C’est un autre budget que les groupes de la Gauche démocrate et républicaine de l’Assemblée nationale et du groupe Communiste républicain citoyen et écologiste – Kanaky du Sénat veulent proposer : un budget qui soit au service de la solidarité nationale et non au profit de quelques-uns, un budget qui crée une richesse vertueuse. C’est pourquoi nous venons de déposer une proposition de loi visant à instaurer diverses mesures d’urgence sociale et fiscale. Elles mettent en évidence que l’austérité pour tous est un choix politique et non une fatalité.

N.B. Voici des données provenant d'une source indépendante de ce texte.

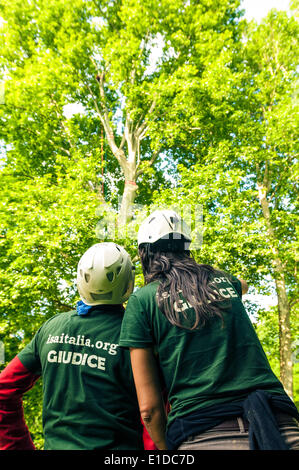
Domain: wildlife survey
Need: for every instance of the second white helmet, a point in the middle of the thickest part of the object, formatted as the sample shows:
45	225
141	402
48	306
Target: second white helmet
164	225
105	274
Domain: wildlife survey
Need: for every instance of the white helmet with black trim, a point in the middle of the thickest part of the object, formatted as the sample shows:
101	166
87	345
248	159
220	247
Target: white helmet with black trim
105	275
165	227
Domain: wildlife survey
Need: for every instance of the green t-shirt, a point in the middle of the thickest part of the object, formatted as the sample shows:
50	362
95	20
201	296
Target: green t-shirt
89	398
217	363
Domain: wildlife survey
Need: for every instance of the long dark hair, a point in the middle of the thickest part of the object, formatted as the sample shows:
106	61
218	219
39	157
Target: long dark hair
181	279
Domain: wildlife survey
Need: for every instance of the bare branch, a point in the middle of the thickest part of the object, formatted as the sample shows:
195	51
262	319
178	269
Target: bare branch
150	162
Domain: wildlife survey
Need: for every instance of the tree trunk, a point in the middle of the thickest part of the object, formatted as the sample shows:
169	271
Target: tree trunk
285	342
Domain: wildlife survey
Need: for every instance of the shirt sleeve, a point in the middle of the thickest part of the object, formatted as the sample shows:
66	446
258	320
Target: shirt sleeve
29	356
136	330
15	380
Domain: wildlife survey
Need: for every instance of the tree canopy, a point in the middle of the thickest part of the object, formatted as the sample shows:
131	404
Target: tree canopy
174	103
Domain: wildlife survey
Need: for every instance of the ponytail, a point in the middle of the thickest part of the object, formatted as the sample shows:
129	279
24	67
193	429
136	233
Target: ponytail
182	281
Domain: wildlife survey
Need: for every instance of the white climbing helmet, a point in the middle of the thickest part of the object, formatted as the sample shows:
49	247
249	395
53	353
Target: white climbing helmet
105	275
164	225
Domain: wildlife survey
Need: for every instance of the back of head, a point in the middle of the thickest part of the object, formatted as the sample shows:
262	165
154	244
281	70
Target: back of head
105	275
163	242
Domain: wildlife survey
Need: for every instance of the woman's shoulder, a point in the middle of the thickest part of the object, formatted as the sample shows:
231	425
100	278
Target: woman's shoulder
147	290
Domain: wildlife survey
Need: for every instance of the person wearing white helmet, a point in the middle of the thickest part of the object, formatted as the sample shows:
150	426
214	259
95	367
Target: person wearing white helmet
89	398
189	318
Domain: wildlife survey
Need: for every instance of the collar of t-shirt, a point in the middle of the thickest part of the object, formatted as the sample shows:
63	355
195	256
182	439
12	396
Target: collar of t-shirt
83	309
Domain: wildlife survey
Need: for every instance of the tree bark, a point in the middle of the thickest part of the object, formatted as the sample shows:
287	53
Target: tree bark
285	341
129	163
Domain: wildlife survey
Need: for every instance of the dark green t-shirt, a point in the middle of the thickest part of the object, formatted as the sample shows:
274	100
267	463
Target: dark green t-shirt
89	399
217	363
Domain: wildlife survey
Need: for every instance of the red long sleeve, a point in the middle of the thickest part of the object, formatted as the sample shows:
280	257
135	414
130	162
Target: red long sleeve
15	380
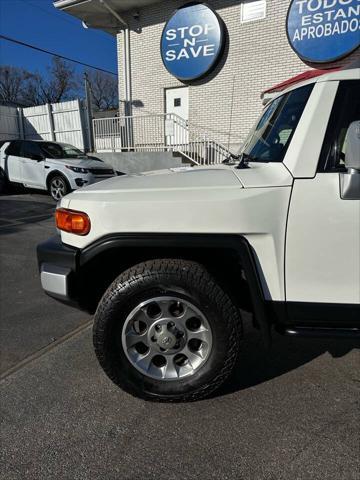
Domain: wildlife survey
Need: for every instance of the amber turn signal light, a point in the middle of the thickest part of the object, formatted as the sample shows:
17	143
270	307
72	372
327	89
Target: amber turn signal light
72	221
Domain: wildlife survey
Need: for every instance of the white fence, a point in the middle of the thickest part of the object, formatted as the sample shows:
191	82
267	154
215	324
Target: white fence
161	132
9	123
62	122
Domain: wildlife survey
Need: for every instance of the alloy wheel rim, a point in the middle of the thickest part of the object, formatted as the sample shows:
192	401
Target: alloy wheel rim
58	188
167	338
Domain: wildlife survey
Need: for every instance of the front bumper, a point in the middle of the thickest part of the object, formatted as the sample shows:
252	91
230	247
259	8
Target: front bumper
58	264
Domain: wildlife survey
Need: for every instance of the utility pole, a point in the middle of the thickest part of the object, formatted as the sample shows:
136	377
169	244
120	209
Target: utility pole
89	112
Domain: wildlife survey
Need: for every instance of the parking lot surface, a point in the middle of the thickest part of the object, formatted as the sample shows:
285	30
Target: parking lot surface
292	413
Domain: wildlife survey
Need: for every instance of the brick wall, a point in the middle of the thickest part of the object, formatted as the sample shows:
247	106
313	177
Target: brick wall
227	103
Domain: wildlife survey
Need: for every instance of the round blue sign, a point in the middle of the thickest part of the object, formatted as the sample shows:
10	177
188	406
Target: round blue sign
192	42
323	31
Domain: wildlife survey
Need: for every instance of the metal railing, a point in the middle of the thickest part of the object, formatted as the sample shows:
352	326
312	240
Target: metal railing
158	132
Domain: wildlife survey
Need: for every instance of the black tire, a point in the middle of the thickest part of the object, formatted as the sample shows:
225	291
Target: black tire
58	187
191	282
3	181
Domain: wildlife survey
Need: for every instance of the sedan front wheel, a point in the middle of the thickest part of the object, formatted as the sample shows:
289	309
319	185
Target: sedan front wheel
58	187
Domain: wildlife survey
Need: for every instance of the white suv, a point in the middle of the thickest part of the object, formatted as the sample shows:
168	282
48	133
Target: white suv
171	259
56	167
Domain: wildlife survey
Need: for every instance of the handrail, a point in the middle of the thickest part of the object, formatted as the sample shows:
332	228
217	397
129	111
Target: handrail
158	132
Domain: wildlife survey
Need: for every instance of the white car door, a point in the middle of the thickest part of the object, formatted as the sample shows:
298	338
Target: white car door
323	235
13	161
33	165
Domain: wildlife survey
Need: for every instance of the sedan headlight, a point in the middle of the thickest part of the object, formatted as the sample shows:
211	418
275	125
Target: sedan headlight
77	169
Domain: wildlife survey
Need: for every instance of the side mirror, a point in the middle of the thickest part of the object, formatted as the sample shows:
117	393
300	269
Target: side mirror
352	142
350	181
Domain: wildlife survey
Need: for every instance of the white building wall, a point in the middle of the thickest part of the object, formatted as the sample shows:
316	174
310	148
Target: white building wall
227	102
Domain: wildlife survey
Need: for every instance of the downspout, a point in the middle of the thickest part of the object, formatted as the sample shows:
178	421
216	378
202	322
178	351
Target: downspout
126	58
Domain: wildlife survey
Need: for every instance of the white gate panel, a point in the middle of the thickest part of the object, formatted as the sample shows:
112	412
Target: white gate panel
37	123
9	123
68	125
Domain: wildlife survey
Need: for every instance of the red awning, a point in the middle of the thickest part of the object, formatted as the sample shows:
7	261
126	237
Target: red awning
297	79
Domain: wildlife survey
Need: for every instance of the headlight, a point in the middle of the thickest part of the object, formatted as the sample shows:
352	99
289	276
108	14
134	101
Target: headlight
77	169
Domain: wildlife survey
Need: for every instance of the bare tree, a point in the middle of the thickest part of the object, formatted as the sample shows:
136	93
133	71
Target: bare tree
12	83
62	84
104	90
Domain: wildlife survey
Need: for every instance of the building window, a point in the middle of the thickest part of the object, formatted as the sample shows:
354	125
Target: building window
253	10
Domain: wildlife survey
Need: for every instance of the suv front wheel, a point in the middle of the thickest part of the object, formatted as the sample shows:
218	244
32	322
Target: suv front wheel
58	187
166	331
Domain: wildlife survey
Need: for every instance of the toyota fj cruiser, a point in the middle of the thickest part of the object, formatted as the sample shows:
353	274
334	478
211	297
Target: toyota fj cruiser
170	259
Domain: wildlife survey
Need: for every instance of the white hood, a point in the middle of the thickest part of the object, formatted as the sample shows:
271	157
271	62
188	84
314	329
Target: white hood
186	178
79	162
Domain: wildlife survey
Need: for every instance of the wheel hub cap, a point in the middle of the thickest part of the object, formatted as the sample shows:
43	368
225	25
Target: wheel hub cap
167	338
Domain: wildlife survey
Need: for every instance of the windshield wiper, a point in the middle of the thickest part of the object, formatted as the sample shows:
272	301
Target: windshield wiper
232	159
244	160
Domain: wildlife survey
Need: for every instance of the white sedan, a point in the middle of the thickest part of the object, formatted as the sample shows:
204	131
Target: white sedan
56	167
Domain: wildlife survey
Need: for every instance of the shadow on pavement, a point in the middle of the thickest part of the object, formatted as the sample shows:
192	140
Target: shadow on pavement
256	365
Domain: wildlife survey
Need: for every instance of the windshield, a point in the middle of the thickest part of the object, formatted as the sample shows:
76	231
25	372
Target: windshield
61	150
269	140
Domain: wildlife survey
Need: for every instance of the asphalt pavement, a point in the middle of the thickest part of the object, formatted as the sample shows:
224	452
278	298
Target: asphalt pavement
292	413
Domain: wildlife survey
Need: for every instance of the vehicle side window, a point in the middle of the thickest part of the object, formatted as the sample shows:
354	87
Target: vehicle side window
31	149
14	148
270	139
346	109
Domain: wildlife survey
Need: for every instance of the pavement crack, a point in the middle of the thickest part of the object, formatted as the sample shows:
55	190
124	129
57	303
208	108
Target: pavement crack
43	351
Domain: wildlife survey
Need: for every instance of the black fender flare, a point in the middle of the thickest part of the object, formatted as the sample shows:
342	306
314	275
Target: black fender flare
237	243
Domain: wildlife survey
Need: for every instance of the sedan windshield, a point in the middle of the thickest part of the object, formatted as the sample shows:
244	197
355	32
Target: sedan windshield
61	150
269	140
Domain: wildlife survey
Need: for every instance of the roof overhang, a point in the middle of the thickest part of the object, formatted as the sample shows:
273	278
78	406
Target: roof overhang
107	15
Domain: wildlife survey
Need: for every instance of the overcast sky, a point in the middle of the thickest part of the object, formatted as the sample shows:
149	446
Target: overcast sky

Face à l’urgence climatique et écologique, un sursaut est indispensable notamment dans les territoires dits ultramarins, en première ligne face aux conséquences du réchauffement climatique. Nous formulons dix propositions alternatives en faveur de la justice sociale : abrogation de la réforme des retraites, augmentation des salaires (Smic à 1 600 euros et salaires indexés sur l’inflation), évolution du traitement des fonctionnaires (point d’indice reconsidéré à + 10 %), revalorisation des pensions de retraite (fixation du montant minimum de retraite à 100 % du Smic net pour une carrière complète) et des minima sociaux à hauteur de + 10 %, amélioration du pouvoir d’achat des ménages (par un blocage des prix des loyers, des produits alimentaires…) et lutte contre la vie chère dans les territoires dits d’outre-mer (instauration d’un taux à 0 % pour les produits de première nécessité).

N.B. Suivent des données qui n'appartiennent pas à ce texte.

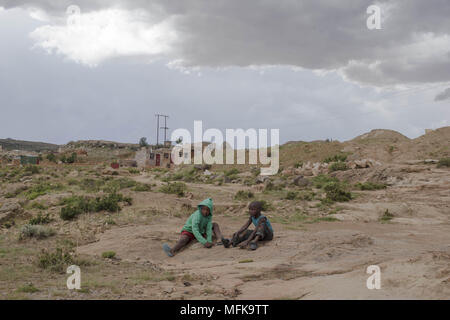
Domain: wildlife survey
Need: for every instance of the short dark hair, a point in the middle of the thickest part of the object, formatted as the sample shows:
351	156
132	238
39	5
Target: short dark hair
255	205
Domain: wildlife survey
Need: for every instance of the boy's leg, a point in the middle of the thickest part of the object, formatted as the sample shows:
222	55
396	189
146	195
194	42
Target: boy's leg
262	233
183	241
218	234
241	237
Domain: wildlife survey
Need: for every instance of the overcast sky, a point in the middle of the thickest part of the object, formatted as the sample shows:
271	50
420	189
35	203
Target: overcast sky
310	68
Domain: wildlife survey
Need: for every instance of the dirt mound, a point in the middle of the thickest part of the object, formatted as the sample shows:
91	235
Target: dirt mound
434	144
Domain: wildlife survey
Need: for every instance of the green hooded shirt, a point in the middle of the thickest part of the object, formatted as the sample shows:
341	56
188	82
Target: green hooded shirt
198	225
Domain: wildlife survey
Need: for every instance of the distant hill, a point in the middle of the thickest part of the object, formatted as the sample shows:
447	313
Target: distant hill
11	144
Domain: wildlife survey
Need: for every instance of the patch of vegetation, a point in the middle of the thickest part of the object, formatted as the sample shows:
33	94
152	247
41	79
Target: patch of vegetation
340	157
298	164
55	261
40	219
142	187
337	166
266	205
32	169
133	171
291	195
370	186
322	179
270	186
35	231
69	159
108	255
28	288
42	189
445	162
178	188
387	216
52	158
38	205
243	195
77	205
119	184
335	191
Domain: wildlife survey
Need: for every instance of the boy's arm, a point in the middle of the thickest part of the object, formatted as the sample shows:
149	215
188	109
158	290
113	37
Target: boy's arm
244	227
209	231
195	230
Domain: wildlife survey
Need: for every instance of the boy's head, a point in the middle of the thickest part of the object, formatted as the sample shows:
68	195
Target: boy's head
255	208
204	211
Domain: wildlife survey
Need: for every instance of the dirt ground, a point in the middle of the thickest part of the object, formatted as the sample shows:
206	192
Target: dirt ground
320	250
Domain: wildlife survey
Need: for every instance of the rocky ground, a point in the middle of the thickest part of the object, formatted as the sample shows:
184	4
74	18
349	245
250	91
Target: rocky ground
331	222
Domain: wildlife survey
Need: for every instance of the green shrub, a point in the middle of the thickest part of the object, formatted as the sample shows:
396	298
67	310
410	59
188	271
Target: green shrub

Dix propositions de justice fiscale viennent compléter le projet : lutte contre l’évasion fiscale grâce notamment à l’imposition des plus-values, mise à contribution des revenus du capital, doublement de la taxe sur les transactions financières, rétablissement de l’impôt sur les sociétés, abrogation des niches fiscales injustes, conditionnement des aides aux entreprises ou encore instauration de taxes sur les très hauts patrimoines.

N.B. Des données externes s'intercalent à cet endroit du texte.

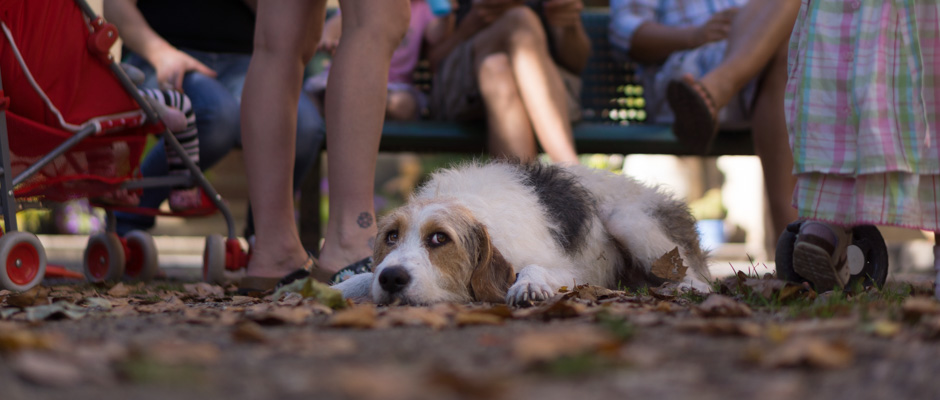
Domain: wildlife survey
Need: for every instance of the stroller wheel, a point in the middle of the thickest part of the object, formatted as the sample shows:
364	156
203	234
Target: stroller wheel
24	261
865	238
104	258
141	256
213	260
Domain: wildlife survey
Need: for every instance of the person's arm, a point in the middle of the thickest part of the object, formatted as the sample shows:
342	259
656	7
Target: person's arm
169	63
572	46
635	29
482	13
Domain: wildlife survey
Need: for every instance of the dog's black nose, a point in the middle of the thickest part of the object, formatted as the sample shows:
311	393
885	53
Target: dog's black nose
394	279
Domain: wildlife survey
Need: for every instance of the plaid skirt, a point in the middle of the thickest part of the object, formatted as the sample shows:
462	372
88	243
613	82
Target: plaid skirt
862	100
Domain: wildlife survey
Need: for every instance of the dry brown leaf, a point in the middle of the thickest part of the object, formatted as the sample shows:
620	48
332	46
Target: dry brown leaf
477	318
411	316
717	305
914	308
175	352
204	290
809	351
276	315
46	369
119	290
247	331
669	266
38	295
545	346
172	304
360	316
721	326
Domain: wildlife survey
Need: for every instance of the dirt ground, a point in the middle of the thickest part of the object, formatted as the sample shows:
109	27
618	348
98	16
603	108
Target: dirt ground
758	338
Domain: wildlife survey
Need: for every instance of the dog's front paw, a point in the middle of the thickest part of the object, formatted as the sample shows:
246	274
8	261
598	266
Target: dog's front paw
524	293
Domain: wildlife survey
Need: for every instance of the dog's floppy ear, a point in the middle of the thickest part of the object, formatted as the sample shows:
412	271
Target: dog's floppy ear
493	275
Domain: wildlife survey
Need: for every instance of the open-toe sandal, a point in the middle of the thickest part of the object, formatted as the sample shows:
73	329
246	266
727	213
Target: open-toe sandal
818	260
696	119
257	284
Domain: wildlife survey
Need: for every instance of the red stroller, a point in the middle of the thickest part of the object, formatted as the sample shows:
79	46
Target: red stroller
72	125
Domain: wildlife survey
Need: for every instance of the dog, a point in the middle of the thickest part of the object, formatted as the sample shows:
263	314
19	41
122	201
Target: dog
516	233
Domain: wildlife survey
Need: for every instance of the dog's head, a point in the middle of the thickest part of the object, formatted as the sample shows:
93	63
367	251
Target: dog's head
436	251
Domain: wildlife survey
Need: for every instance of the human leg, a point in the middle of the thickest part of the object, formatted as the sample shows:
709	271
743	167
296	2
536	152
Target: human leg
519	34
757	32
510	132
285	38
355	106
771	143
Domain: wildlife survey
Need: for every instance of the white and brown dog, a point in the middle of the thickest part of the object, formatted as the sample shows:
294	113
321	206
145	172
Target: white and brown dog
509	232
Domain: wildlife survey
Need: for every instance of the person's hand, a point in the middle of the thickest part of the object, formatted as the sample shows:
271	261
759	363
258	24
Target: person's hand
171	65
563	13
489	10
716	28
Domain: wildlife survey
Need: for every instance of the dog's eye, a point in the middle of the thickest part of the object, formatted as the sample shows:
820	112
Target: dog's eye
438	238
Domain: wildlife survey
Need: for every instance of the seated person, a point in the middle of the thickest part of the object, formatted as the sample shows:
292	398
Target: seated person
705	63
203	49
517	66
405	101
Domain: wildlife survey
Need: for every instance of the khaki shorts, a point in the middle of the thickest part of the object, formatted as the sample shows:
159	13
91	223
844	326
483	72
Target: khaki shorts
455	93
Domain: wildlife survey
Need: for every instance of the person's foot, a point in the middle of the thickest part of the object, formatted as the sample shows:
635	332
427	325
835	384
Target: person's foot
696	113
819	255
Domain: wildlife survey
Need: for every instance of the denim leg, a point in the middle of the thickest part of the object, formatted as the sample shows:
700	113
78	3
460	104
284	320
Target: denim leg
217	118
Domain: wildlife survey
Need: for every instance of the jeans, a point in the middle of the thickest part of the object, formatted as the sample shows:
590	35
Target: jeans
216	102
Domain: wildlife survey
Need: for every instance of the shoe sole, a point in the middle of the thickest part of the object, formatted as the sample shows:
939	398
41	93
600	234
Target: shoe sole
814	264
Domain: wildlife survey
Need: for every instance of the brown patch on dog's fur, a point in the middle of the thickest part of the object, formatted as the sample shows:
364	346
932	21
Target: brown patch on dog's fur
493	275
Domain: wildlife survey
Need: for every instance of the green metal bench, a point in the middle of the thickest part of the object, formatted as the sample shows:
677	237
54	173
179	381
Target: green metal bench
613	121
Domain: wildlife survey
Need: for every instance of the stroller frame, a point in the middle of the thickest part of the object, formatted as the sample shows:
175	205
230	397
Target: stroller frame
219	255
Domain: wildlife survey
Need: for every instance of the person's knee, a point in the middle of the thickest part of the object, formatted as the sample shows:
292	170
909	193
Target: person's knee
401	106
524	27
496	79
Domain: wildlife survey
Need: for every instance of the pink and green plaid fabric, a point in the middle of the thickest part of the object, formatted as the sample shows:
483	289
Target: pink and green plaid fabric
863	93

Nous voulons aussi protéger les services publics et les collectivités locales par l’indexation de la dotation globale de fonctionnement des collectivités sur l’inflation. Ces propositions démontrent notre crédibilité financière.
L’enjeu consiste à sortir d’une société corsetée par la rente et l’héritage où l’accumulation stérile remplace l’élan collectif. Chaque fois, dans notre histoire, que les rentiers accumulent des sommes considérables, le pays s’appauvrit et les inégalités s’accentuent. C’est le respect du pacte social et fiscal que nous remettons au centre des débats afin que notre République et les valeurs universelles qui la fondent soient respectées.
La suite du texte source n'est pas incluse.